As reported in Entertainment Weekly’s special music issue last month, Foo Fighters frontman and erstwhile Nirvana drummer Dave Grohl is working on a documentary about the legendary L.A. recording studio Sound City. The film, titled Sound City, does not have an official release date yet.

The recently shuttered facility was ground zero for iconic rock albums from Fleetwood Mac’s self-titled 1975 classic to Nirvana’s Nevermind. But as Grohl told EW last fall, Sound City was hardly a palace worthy of rock stars.

“I thought we were coming down to some fancy-ass Hollywood studio,” Grohl said during a conversation about the 20th anniversary of the release of Nevermind last September. “But Sound City was not a fancy studio at all. It was this dumpy place in Van Nuys. It was just a f—ing incredible board with an incredible drum room.”

The board in question was built by Neve specifically for Sound City, and just before the studio closed last year, Grohl bought the board and had it moved to his own facility in Northridge. It was sitting in the middle of the floor of the room we were in during the interview, an ancient hulking piece of analogue metal with cords sticking out of it.

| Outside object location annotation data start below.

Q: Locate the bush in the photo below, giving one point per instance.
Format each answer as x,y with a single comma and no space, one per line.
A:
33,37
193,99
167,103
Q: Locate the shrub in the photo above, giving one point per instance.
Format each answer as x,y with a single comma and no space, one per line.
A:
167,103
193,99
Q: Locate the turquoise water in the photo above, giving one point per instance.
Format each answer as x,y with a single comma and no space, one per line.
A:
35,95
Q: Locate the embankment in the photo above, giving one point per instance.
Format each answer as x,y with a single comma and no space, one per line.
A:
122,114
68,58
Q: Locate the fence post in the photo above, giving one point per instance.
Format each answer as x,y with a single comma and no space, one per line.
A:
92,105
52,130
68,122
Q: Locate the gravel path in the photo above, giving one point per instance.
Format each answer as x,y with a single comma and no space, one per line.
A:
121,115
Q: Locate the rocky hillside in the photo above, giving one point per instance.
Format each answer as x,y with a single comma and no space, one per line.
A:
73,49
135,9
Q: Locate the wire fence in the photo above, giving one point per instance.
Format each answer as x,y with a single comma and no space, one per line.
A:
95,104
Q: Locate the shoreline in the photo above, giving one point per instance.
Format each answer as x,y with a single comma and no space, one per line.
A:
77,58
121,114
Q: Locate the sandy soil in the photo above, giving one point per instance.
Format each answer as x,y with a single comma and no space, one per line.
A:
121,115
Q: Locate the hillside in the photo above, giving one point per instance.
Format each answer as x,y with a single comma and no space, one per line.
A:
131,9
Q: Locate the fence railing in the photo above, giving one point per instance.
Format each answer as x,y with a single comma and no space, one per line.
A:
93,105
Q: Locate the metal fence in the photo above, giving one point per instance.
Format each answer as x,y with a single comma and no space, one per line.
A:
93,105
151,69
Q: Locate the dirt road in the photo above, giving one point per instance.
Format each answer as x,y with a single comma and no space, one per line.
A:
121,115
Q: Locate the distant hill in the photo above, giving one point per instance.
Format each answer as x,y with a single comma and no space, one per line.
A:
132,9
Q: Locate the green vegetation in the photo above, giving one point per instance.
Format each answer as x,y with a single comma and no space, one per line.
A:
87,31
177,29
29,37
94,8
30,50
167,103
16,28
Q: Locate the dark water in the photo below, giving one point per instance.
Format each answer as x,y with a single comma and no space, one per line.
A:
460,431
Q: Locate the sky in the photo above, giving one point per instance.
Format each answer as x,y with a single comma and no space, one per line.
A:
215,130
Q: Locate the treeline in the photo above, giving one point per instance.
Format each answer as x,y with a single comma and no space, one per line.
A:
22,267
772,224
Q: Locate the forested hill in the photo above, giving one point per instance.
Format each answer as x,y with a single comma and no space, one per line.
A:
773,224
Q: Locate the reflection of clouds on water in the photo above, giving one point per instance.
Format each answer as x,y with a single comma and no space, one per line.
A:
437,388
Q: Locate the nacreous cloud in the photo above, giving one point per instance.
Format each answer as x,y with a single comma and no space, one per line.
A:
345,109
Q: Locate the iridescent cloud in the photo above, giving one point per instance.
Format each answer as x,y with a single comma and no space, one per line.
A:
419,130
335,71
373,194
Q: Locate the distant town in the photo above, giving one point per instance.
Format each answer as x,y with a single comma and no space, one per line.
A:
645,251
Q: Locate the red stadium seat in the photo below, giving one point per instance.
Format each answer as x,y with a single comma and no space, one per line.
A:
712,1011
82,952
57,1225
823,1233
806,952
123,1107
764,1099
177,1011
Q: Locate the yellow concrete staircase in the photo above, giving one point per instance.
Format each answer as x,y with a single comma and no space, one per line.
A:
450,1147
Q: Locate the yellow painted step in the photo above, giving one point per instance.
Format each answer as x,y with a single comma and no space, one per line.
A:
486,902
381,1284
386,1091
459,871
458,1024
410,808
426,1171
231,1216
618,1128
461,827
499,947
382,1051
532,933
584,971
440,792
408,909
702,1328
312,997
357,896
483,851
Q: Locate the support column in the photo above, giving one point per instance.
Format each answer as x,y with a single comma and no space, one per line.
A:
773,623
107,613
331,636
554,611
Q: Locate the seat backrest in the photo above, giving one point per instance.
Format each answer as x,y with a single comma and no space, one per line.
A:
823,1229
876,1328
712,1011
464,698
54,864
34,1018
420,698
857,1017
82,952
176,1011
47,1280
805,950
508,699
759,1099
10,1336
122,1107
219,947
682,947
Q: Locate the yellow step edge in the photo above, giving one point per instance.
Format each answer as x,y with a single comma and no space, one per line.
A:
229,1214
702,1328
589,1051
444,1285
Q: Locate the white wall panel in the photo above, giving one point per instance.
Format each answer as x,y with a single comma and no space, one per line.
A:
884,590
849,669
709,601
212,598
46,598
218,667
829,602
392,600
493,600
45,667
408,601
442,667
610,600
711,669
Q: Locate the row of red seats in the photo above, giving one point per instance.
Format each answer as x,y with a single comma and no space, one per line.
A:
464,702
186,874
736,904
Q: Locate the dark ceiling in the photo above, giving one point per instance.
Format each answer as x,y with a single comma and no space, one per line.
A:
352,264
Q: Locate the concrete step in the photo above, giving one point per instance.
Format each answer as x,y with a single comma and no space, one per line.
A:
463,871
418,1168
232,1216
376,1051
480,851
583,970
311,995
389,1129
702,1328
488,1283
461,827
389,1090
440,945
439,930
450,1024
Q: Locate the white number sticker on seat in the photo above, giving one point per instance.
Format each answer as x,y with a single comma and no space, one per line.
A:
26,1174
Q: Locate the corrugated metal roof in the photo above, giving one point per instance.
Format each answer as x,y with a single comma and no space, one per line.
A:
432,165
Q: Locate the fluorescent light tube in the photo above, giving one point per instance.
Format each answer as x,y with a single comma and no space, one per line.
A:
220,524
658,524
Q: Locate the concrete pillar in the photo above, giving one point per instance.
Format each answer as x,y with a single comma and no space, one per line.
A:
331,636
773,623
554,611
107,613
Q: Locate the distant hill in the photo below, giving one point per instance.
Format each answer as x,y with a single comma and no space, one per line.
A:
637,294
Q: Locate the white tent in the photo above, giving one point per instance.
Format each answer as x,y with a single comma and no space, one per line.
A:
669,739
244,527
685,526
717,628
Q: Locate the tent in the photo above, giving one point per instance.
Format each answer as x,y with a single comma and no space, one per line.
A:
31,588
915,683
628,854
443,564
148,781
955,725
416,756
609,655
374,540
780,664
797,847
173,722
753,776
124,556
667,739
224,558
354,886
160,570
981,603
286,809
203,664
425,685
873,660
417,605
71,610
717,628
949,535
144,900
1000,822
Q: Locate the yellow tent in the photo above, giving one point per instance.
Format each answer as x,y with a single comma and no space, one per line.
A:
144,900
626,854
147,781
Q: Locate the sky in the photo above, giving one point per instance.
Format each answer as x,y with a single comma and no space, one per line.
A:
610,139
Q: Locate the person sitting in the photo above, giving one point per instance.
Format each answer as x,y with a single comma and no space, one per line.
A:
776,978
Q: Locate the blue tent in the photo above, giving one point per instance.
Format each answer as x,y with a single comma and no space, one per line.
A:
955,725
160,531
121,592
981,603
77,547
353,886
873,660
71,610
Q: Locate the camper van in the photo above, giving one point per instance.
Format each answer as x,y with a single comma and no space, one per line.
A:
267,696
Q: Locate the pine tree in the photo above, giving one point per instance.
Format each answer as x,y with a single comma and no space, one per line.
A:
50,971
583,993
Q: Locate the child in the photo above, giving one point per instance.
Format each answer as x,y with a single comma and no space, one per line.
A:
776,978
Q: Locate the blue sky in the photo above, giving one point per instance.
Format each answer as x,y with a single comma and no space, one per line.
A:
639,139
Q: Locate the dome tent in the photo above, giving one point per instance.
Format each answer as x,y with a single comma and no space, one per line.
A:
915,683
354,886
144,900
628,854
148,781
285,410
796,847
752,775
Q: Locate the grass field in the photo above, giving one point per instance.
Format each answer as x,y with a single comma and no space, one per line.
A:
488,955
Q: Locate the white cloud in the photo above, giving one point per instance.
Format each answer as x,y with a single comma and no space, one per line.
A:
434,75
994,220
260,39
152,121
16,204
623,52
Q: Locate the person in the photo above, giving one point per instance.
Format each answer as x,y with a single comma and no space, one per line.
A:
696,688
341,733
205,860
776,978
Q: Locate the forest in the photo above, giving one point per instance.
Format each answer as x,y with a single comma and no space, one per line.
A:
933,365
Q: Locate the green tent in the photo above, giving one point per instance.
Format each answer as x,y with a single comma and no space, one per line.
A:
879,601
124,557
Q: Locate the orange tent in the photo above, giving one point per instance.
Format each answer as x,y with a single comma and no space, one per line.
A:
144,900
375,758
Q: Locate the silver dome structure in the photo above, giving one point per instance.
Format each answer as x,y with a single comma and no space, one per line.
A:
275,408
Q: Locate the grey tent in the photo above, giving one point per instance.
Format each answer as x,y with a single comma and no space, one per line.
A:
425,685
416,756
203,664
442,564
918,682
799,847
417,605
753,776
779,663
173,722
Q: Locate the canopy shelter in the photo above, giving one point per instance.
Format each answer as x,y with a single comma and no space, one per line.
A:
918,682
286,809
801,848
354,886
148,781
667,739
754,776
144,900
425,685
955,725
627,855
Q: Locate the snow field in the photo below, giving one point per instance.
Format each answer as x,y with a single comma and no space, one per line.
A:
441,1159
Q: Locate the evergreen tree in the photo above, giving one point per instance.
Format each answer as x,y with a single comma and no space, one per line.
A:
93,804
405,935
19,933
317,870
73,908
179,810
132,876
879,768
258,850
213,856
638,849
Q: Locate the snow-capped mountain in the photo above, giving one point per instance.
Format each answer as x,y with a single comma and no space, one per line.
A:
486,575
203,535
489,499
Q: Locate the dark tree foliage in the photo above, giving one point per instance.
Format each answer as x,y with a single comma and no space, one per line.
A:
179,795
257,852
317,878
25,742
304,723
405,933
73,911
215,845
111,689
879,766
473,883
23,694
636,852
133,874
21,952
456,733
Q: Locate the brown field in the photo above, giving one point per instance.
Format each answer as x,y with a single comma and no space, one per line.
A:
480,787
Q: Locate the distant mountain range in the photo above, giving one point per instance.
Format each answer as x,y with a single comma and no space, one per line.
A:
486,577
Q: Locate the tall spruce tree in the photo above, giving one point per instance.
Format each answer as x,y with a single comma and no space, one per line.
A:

Grohl said he planned to install it in his studio, hoping to harness the same magic that went into Nevermind as well as classics like Tom Petty’s Damn the Torpedoes and Cheap Trick’s Heaven Tonight (both of which he mentioned during the interview).

What do you think of the idea of Dave Grohl: Filmmaker? And what’s your favorite Sound City album?

Read more on EW.com:
30 Greatest Music Artists Right Now: Foo Fighters
Dave Grohl clarifies Grammy acceptance speech, is totally cool with Skrillex
Nirvana celebrate 20 years of ‘Nevermind’: Read the extended roundtable interview and backstory — booze! corn dogs! transvestite karaoke! — here!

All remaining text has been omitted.